LeetCode刷题实战139:单词拆分
共 1175字,需浏览 3分钟
·
2020-12-30 17:01
Given a non-empty string s and a dictionary wordDict containing a list of non-empty words, determine if s can be segmented into a space-separated sequence of one or more dictionary words.
Note:
The same word in the dictionary may be reused multiple times in the segmentation.

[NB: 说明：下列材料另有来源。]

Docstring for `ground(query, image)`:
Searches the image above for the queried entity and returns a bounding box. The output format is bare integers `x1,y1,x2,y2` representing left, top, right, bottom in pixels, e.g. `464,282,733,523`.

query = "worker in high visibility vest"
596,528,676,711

You may assume the dictionary does not contain duplicate words.
题意
示例 1:
输入: s = "leetcode", wordDict = ["leet", "code"]
输出: true
解释: 返回 true 因为 "leetcode" 可以被拆分成 "leet code"。
示例 2:
输入: s = "applepenapple", wordDict = ["apple", "pen"]
输出: true
解释: 返回 true 因为 "applepenapple" 可以被拆分成 "apple pen apple"。
注意你可以重复使用字典中的单词。
示例 3:
输入: s = "catsandog", wordDict = ["cats", "dog", "sand", "and", "cat"]
输出: false
解题
class Solution {
public:
bool wordBreak(string s, vector<string>& wordDict) {
vector<int> dp(s.size()+1, 0);
dp[0] = 1;
unordered_set<string> st(wordDict.begin(), wordDict.end());
for(int i = 1; i <= s.size(); i++)
{
for(int j = 0; j < i; j++)
{
auto pos = st.find(s.substr(j, i-j));
if(dp[j] && pos != st.end())
{
dp[i] = 1;
break;
}
}
}
return dp[s.size()];
}
};